A Sunday drive in the country changed everything.
Marie spied an ad for a historic farm for sale, located just 20 minutes south of the Atlanta airport. The couple, with three daughters, ages 3, 5 and 7, had no intention of buying, but they were curious to see open land so close to an urban center. The Nygrens connected with the sellers on that lazy day in the country and fell in love with the circa-1905 farmstead. After buying the 60-acre property, weekend visits became more frequent, and Steve noticed a value shift — a connection to nature and community. "It was an eye opener for me, watching our family leave this fabulous house in the city," he says. "My girls could hardly wait to get out here, where we had no toys except a puzzle for rainy days."
In 1994, the Nygrens sold their city home, walked away from business and community responsibilities in Atlanta, and settled full-time at the farm, where a small bed-and-breakfast business satisfied their creative impulse. Six years later, encroaching development prompted Steve to purchase land surrounding his farmstead and join partners in the formation of Chattahoochee Hills, a 40,000-acre city in which 70 percent of the acreage is protected from development.

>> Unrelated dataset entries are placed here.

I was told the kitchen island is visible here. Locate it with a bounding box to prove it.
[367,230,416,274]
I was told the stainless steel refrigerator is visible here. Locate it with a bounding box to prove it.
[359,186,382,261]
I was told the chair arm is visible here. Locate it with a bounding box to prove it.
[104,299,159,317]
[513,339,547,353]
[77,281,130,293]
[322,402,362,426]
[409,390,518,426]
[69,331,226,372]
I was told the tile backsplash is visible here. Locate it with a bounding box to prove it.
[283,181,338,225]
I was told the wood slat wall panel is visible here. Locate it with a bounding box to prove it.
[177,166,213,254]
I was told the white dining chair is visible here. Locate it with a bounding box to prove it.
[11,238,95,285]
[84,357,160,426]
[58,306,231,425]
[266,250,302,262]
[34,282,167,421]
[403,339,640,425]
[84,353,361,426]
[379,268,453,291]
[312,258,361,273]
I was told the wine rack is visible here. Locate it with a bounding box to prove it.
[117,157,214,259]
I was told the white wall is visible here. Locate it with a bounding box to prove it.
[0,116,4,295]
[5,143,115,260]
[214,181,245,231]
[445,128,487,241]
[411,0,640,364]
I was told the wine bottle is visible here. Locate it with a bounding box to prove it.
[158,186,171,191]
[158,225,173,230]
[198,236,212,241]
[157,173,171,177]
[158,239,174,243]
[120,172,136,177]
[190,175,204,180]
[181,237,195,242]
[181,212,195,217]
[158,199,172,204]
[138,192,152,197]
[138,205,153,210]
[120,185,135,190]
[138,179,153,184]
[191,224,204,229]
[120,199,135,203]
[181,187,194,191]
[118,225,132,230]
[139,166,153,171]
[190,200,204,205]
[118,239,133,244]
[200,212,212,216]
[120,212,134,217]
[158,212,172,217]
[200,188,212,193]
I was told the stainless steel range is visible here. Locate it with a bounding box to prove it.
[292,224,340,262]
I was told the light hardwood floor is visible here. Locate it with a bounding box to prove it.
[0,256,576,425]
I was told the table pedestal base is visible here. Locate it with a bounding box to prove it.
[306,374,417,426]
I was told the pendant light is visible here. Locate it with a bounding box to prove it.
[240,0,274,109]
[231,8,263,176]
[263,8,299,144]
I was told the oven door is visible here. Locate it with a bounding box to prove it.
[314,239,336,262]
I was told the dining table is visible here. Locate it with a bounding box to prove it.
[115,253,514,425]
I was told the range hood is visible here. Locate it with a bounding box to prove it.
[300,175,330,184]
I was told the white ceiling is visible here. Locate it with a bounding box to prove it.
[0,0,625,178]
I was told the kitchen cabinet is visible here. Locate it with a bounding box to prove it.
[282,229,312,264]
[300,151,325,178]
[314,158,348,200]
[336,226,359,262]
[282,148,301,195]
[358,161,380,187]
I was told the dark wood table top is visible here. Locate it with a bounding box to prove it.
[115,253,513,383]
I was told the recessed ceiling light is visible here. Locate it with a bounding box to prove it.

Serenbe, a 1,000-acre community that includes the Nygrens' original farmstead-turned-inn-and-restaurant, is the first hamlet to exist within Chattahoochee Hills. Marie conjoined two words, "serenity" and "be," to coin the community's name. "Everything we were searching for was here, and we could slow down and simply be," says Steve. "If you spend an afternoon, a weekend or a lifetime at Serenbe, I hope that's what you will discover."